At SOS, the main goal isn’t to convert these people into skiers—although SOS Outreach Development Director Rebecca Gould says many of their participants end up cultivating a love for the sport and some even wind up working in the outdoor industry—but rather to offer opportunities, provide mentorship and boost confidence in underserved youth populations. “The mental and physical health benefits of skiing and snowboarding are undeniable,” says Gould. “We are enhancing the sense of belonging of participants and learning to work together.”
In New Jersey, a defunct ski area reopened as the nonprofit National Winter Activity Center in 2016. CEO Schone Malliet says he’s worked with Tri-State youth groups to get 4,000 kids on snow.
“I moved from fear to enjoying the sport to being a student of it. The key to not just growing but sustaining lifelong participation is community.”
Take Malliet’s learn-to-ski story, for example. A former Marine captain from the Bronx, his first ski experience wasn’t positive. Colleagues brought him to Park City, Utah, and immediately took him to the top of the mountain. He had improper gear, like jeans and thin gloves, and no lesson. He was turned off from the sport.

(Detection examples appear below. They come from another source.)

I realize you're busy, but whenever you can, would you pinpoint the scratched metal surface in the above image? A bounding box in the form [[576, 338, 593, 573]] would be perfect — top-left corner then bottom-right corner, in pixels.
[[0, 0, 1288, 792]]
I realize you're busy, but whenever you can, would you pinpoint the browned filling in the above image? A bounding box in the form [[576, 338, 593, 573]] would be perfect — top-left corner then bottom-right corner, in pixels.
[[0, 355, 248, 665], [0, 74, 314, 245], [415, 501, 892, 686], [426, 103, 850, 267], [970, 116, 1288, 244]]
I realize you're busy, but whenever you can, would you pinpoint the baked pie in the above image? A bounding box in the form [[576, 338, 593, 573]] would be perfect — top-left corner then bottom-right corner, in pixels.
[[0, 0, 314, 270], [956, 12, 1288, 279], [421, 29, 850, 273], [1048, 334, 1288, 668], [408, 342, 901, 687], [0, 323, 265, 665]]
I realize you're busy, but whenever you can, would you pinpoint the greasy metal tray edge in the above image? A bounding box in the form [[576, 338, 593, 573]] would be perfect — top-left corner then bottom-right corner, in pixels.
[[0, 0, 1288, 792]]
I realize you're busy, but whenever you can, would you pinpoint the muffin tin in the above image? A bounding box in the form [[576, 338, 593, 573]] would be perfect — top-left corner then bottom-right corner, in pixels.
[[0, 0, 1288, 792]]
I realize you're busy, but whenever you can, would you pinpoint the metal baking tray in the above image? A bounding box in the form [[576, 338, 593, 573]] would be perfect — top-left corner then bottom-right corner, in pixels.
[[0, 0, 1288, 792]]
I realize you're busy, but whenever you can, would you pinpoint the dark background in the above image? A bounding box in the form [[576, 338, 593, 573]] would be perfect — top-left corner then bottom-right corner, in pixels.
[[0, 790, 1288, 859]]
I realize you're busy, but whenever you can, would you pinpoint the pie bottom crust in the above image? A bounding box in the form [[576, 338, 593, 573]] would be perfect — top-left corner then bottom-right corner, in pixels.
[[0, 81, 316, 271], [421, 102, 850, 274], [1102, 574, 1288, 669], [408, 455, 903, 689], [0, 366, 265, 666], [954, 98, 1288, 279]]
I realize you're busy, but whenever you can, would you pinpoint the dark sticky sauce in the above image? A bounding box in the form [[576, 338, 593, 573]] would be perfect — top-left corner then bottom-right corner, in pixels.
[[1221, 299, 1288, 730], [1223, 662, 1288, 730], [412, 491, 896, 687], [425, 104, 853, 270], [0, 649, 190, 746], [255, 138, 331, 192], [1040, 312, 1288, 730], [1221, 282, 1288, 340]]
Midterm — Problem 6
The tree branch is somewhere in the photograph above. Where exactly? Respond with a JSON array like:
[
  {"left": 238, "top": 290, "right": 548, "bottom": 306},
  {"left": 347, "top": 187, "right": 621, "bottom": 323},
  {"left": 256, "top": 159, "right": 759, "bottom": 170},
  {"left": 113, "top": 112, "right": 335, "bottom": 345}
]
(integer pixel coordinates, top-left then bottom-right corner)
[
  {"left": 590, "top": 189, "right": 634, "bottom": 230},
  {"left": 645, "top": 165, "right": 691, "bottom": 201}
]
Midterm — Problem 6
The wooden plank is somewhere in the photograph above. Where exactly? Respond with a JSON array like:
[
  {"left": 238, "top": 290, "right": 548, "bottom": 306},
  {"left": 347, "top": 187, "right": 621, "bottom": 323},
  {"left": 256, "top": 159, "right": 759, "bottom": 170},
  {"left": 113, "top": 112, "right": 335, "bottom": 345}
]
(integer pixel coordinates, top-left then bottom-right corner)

But later, while living in California, he reconnected with skiing—and stayed involved in it—through the National Brotherhood of Skiers, which started as a club for African Americans 43 years ago, and now counts 3,500 members in 56 clubs nationwide. “I moved from fear to enjoying the sport to being a student of it,” Malliet says. “The key to not just growing but sustaining lifelong participation is community.”
At Echo Mountain, the closest ski area to Denver and one of the most affordable resorts in Colorado’s Front Range, new owners are focused on offering full gear rentals, including items like jackets and pants, at a reasonable price. It’s $35 for an adult full-rental package, including skis, boots, poles and a helmet, which is helping to draw in visitors and families who might not otherwise try skiing. “A surprising number of folks come to see Denver without a lot of winter gear, much less plans to go skiing,” says Echo Mountain general manager Frederick Klaas. “This way, you don’t have to commit the whole day or a couple hundred dollars. It’s a great way to augment a vacation and try a new activity.”
Gear manufacturers are doing their part, too. In 2014, Burton Snowboards partnered with Vermont resorts and schools to develop physical education curriculum called the Riglet Program. Ski companies like Head and Elan have offered first-timer gear packages at major discounts through learn-to-ski programs at resorts like New Hampshire’s Loon Mountain and Minnesota’s Afton Alps.
Maybe these efforts are paying off? NSAA reported 54.8 million resort visits in 2016–17, a 2.4 percent increase over the 39-season average. A slight bump, for sure, but growth nonetheless.
Mary Erickson, executive director of the Doug Coombs Foundation, a nonprofit in Jackson, Wyoming, that offers free snowsports programs to the area’s low-income children, says she’s seeing more effort in recent years to make skiing more approachable—and it’s working.
“There’s a big movement within the outdoor recreation community to try and diversify. They realize the demographics of the country are changing, and they need to become more accessible and welcoming if they’re going to survive,” says Erickson. “And it’s really important to create opportunities for kids to just be kids together. Skiing is a tool to make kids feel more a part of their community.”